Dehumanization appears in several ways, most frequently as the imagination of demonization, animalization, or medicalization.  Examples of demonization include calling the political opponent a “a devil,” "a demon," “evil” or “immoral”; of animalization include such name-calling as “cockroaches,”, “apes,” “dogs,” “snakes,” etc.; and for medicalization there are terms for people as “a cancer,” “germs,” or “tumors” on society.  It is here that we must have the courage to insist on the integrity of our public consciousness and ask ourselves, our friends, our neighbors, and our fellow citizens, “Who has ears to hear?” when we hear these terms of dehumanization used in public political discourse, whether on the political stage or the pulpit.  Without the individual’s courage to confront this form of political projection, no society will ever mature to a level of psychological health in dealing with adversity.   

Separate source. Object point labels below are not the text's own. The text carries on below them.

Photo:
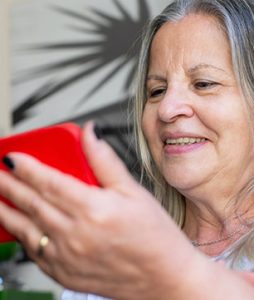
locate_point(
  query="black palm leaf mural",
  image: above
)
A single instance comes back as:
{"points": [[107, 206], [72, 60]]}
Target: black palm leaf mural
{"points": [[117, 44], [109, 41]]}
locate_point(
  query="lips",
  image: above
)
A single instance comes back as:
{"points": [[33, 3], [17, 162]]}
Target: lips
{"points": [[184, 140]]}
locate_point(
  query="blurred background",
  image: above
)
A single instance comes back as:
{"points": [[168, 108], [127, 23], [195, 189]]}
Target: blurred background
{"points": [[70, 60]]}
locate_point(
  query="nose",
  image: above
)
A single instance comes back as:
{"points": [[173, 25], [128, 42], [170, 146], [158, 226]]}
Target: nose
{"points": [[175, 104]]}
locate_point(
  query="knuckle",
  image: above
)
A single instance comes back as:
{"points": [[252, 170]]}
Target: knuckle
{"points": [[50, 186]]}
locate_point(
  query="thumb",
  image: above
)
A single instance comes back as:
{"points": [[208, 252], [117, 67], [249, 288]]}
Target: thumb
{"points": [[109, 170]]}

This is not the end of the question, but it is certainly the first step in questioning. When we in the USA listen to the usual Republican (and occasional Democratic) discourse that first blames an adversary for social adversity and then dehumanizes that adversary, we can know for ourselves that an unconscious psychic phenomenon is taking place within the public psyche and is being capitalized upon for the political purpose at hand.  That is, there can be a mature political discussion about the sources of social adversity, as well as an attempt to explain certain causal conditions for that adversity, by pointing out the people who may bear responsibility for that adversity without any dehumanization entering the discussion.  But when we hear metaphors, images, or symbols of dehumanization enter into the rhetoric of “the adversary,” then we can certainly hear that unconscious psychic contents are being stirred up to overpower a mature discussion by the use of childish imagination based on fear and longing for safety.  Who has ears to hear?